Beispielsweise wurde vor Kurzem von der Schulleitung ein Zuschuss für eine Lehrkraft des BoKi für eine Qualifizierungsreihe zum Anti-Aggressivitäts-/Coolness-Trainer beim Deutschen Institut für Konfrontative Pädagogik beantragt.
Frage 2:
Welche zusätzlichen Ressourcen wären dazu im PI erforderlich?
Antwort:
Es sind dazu keine zusätzlichen Ressourcen erforderlich, da der Fort- und Weiterbildungsbedarf der Berufsschule zur Berufsvorbereitung – wie bereits in der Vergangenheit – mit den vorhandenen personellen und finanziellen Ressourcen des Fachbereichs 3 – Berufliche Schulen am PI abgedeckt werden kann.
Frage 3:
Wie kann die Verwaltung der Landeshauptstadt die Berufsschule zur Berufsvorbereitung bei der Klärung der umsatzsteuerlichen Fragen – begrenzter Verkauf von Dienstleistungen und Produkten an Beschäftigte der Landeshauptstadt – dahin gehend unterstützen, dass dieser bewährte Ansatz nicht gefährdet wird?
Antwort:
Mitarbeiterinnen und Mitarbeiter des Referats für Bildung und Sport (Geschäftsbereich Berufliche Schulen und die Stabsstelle Recht) sowie der Stadtkämmerei stehen zu oben genannter Fragestellung in Kontakt.
Die steuerrechtlichen Sachverhalte werden – nicht zuletzt hinsichtlich wiederkehrender Änderungen und Anpassungen in der Steuergesetzgebung – von der Stadtkämmerei seit dem Start des Konzepts des produktorientierten Ansatzes erfasst und hinsichtlich der Auswirkungen auf die pädagogische Arbeit in den städtischen beruflichen Schulen gemeinsam mit den weiteren Verwaltungseinheiten bewertet.

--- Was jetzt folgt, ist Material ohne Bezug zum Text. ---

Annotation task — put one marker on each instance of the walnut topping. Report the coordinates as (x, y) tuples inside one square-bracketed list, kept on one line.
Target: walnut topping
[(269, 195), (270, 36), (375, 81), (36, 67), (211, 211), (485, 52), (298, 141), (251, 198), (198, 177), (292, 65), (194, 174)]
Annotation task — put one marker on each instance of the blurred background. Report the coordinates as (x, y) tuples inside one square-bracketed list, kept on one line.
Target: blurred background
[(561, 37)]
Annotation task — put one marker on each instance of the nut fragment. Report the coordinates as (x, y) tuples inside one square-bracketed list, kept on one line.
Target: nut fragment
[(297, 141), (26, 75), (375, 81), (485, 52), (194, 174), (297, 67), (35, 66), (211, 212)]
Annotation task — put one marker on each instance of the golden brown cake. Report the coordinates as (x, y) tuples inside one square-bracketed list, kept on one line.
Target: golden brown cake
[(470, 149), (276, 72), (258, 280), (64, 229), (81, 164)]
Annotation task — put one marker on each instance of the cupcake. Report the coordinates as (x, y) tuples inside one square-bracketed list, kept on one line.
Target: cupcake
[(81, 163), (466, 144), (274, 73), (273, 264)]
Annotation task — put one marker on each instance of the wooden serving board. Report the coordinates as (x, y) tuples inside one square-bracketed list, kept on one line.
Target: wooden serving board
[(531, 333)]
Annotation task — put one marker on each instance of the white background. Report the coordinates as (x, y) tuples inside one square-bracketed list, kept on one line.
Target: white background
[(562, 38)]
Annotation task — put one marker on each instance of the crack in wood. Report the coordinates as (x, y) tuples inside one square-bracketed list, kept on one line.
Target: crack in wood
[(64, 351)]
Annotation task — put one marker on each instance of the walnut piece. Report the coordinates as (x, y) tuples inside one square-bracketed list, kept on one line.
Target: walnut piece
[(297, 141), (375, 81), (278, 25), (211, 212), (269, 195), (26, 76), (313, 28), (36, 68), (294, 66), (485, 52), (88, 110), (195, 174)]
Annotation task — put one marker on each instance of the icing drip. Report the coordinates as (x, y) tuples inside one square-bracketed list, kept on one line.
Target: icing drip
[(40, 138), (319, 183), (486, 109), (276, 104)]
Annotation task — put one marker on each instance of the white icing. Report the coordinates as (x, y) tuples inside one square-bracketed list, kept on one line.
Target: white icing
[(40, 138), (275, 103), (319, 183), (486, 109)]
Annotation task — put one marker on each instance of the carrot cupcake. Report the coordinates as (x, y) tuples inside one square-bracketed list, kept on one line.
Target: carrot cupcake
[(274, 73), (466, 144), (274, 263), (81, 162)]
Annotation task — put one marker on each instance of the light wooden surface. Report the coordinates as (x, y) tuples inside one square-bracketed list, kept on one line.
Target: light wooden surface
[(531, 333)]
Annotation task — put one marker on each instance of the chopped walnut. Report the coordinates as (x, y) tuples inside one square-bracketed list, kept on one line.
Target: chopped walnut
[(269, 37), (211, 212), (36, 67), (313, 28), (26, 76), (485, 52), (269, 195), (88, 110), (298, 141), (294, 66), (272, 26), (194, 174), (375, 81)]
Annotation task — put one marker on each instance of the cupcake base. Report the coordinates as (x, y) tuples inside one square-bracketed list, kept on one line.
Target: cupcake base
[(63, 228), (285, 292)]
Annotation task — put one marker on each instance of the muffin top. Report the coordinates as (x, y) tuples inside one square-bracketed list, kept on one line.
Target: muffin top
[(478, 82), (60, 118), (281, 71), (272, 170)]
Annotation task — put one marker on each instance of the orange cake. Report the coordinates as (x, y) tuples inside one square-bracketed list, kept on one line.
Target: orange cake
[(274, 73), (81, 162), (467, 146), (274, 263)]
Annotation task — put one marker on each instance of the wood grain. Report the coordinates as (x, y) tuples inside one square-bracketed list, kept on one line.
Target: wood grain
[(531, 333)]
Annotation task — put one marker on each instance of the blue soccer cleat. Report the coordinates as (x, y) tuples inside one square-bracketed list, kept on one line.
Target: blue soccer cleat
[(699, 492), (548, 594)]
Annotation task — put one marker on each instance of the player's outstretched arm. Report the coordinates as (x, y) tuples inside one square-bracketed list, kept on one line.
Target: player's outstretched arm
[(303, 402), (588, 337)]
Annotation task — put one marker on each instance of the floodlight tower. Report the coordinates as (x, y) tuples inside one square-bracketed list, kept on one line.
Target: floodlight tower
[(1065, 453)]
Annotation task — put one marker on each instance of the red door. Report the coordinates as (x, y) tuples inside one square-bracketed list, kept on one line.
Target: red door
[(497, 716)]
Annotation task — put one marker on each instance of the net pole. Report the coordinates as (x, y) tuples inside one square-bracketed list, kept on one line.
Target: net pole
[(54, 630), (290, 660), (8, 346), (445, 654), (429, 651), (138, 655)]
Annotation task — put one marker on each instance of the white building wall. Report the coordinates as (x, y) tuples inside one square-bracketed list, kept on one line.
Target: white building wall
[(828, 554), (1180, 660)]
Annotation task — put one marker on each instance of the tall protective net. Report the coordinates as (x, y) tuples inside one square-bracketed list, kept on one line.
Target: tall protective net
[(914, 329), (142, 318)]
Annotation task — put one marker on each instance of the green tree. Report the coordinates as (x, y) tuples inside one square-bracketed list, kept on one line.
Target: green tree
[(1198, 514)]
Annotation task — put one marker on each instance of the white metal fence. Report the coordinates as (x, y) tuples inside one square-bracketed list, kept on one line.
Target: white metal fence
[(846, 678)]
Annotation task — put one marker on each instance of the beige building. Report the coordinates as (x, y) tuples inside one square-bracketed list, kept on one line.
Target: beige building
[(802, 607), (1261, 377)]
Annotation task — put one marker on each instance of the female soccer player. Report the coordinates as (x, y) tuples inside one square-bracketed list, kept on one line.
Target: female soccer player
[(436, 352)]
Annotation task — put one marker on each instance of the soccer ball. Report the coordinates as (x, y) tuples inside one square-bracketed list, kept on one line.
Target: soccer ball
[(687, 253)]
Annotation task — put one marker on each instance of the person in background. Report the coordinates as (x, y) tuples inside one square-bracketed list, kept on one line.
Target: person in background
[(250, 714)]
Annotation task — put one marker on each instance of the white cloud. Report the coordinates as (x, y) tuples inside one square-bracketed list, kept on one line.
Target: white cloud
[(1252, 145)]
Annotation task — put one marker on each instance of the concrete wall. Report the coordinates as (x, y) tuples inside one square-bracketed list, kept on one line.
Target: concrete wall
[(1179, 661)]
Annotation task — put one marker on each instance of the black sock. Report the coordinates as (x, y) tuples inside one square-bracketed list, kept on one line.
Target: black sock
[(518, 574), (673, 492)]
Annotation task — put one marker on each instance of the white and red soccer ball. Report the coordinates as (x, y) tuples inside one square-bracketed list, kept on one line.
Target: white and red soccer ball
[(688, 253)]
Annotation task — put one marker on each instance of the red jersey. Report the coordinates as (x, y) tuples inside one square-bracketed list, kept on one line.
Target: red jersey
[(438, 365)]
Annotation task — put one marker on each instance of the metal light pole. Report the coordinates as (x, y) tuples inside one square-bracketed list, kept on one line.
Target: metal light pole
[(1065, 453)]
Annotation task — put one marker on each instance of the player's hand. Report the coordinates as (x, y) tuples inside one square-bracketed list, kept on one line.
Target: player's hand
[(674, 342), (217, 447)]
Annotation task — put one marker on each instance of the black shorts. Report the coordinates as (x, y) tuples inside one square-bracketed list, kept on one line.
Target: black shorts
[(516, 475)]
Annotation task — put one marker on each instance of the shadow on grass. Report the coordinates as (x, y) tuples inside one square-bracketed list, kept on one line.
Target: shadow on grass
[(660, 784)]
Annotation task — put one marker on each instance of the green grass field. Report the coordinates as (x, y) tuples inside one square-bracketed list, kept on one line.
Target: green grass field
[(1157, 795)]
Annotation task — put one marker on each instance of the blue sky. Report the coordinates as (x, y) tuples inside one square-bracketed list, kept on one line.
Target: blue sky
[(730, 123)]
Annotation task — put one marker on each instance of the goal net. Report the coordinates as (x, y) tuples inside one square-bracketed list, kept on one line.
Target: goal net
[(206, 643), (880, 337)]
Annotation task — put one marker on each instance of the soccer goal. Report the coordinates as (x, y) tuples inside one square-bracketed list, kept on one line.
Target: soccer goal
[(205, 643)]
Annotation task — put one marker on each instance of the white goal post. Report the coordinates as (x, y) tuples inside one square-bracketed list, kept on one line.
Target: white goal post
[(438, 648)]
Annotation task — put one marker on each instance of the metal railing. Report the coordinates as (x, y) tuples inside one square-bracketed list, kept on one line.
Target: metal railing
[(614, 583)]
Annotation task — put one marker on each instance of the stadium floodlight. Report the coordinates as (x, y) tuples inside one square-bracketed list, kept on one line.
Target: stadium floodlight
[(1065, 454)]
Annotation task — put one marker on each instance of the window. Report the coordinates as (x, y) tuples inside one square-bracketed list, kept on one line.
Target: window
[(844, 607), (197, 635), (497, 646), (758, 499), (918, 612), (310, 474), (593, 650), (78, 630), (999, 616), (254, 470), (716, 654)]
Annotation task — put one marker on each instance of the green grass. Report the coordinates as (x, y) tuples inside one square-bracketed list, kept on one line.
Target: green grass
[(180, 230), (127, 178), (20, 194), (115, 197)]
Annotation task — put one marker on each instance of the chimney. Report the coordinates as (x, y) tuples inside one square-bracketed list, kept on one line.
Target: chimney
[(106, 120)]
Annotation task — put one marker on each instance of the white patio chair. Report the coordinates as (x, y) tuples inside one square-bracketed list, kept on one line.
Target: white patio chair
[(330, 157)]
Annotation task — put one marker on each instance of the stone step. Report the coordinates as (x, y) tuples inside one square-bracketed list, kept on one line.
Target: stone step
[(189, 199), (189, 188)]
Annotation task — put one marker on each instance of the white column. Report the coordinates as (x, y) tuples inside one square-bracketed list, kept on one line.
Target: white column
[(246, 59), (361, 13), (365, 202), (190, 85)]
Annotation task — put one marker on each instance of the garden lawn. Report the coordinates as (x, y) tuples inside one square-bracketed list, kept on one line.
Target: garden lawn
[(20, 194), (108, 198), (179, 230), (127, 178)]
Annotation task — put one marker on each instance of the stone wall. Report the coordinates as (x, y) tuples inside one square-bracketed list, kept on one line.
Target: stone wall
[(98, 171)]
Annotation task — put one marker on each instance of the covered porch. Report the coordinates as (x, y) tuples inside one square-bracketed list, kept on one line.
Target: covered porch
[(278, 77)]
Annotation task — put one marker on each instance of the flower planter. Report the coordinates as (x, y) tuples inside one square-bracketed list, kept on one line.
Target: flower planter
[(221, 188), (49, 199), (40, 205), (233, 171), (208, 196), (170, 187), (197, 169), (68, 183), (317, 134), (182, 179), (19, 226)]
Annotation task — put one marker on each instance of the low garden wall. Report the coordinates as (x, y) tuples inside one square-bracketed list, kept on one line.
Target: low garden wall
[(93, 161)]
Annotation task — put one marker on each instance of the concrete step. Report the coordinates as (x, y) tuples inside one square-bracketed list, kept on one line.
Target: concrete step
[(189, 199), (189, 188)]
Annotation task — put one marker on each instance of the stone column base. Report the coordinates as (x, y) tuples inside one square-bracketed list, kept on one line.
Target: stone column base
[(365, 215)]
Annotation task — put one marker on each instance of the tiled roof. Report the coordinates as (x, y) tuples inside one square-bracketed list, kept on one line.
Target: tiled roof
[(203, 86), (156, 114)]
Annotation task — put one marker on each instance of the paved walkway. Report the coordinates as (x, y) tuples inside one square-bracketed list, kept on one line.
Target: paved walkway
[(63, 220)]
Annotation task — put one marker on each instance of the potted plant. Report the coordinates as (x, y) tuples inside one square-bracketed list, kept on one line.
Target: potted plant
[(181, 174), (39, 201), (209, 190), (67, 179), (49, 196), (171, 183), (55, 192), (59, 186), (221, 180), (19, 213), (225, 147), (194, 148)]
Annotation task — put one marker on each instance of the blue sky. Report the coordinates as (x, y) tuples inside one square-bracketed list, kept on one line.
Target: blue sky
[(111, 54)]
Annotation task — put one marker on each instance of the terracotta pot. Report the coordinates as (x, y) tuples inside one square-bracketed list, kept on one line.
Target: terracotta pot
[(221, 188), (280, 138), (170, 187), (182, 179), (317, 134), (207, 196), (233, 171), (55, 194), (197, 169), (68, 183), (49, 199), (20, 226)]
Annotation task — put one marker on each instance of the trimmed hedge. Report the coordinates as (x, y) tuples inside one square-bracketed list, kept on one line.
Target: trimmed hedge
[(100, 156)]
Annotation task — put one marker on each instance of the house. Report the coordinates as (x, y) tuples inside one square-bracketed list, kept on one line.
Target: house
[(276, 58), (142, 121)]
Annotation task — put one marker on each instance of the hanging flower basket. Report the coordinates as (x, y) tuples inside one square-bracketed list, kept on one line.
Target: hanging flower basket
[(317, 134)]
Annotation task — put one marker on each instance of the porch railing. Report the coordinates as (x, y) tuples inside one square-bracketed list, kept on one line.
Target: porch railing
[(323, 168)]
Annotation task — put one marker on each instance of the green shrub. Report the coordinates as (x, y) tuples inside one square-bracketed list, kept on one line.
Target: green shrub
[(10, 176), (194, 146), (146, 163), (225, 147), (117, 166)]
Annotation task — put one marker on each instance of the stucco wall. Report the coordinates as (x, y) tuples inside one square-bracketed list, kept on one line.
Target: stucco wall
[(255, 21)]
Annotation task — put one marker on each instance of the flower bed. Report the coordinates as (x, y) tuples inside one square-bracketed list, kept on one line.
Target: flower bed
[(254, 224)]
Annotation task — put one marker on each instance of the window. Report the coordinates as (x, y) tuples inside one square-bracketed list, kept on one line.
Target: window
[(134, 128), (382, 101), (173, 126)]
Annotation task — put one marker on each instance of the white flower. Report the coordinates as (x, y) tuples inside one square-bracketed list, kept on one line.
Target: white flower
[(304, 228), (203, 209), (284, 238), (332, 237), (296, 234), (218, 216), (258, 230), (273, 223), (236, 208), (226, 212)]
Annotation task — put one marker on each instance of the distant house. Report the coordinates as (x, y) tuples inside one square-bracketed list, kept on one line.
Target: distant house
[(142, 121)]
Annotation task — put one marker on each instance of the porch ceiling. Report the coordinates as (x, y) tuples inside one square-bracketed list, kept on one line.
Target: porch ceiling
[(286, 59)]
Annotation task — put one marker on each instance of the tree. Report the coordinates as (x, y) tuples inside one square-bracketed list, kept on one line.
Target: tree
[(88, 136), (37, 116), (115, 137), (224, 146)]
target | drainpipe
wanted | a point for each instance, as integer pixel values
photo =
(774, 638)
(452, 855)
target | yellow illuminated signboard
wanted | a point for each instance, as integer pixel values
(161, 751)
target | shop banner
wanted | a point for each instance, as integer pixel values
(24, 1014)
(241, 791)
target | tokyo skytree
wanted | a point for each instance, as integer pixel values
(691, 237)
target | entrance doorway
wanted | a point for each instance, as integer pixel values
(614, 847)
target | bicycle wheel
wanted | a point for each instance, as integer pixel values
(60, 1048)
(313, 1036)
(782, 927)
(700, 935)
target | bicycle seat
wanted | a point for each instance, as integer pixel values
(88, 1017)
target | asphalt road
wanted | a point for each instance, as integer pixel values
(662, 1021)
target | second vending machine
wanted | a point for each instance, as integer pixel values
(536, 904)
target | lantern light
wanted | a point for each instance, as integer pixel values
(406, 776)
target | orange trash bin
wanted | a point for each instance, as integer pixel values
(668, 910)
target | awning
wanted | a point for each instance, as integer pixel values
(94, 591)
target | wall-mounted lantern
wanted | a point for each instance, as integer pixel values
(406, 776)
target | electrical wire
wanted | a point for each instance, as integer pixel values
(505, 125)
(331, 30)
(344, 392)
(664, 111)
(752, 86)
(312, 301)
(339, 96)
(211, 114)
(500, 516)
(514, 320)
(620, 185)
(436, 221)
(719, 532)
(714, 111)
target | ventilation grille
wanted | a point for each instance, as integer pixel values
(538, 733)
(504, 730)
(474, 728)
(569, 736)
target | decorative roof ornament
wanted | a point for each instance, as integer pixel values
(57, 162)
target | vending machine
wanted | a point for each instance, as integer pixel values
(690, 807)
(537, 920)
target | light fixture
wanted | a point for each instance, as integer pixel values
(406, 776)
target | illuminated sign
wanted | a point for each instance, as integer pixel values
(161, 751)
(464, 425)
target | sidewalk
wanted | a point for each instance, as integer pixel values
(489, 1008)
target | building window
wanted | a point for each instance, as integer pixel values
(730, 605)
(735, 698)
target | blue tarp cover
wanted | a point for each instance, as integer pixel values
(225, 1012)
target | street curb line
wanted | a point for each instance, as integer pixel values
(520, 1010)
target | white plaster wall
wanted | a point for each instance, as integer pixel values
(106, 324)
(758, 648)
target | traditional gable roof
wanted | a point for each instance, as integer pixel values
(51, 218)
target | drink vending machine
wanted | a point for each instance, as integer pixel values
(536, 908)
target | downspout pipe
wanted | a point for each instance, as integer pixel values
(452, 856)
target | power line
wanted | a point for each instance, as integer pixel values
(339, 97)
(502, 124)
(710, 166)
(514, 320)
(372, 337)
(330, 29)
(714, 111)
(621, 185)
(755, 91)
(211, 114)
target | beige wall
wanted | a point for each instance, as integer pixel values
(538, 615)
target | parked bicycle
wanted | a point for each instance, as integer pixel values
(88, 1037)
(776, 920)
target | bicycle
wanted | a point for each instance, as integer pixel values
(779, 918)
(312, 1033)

Nach der derzeitig gültigen Rechtslage (vgl. § 4 Abs. 1 KStG i.V.m. § 2 Abs. 3 UStG und § 27 Abs. 22 Satz 3 UStG) stellt der begrenzte Verkauf von Dienstleistungen und Produkten im Rahmen des produktorientierten Ansatzes noch keine im steuerrechtlichen Sinne wirtschaftliche Tätigkeit dar, sodass die hierbei erzielten Umsätze umsatzsteuerlich nicht dem städtischen Unternehmensbereich zuzurechnen sind und infolgedessen auch nicht der Umsatzsteuer unterliegen. An dieser Tatsache wird sich aller Voraussicht nach auch durch die Reform der Umsatzbesteuerung der öffentlichen Hand (vgl. Artikel 12 Steueränderungsgesetz 2015 – BGBl. I 2015, S. 1834) im Endergebnis keine Änderung ergeben: Das begrenzte Verkaufen von Dienstleistungen und Produkten im Rahmen des produktorientierten Ansatzes stellt rein umsatzsteuerlich betrachtet ein Hilfsgeschäft zur Unterrichtstätigkeit der Berufsschule zur Berufsvorbereitung (und damitzum im steuerrechtlichen Sinne nichtwirtschaftlichen Bereich der Landeshauptstadt München) dar (vgl. BMF – Schreiben vom 16.12.2016 betr. Umsatzbesteuerung der Leistungen der öffentlichen Hand, Textziffer 20). Die Landeshauptstadt München übt dadurch folglich keine gemäß § 2 Abs. 1 UStG umsatzsteuerbare Tätigkeit aus, sodass die ihr hierbei zufließenden Umsätze auch nach der ab 1.1.2021 gültigen neuen Rechtslage weiterhin nicht der Umsatzsteuer unterliegen.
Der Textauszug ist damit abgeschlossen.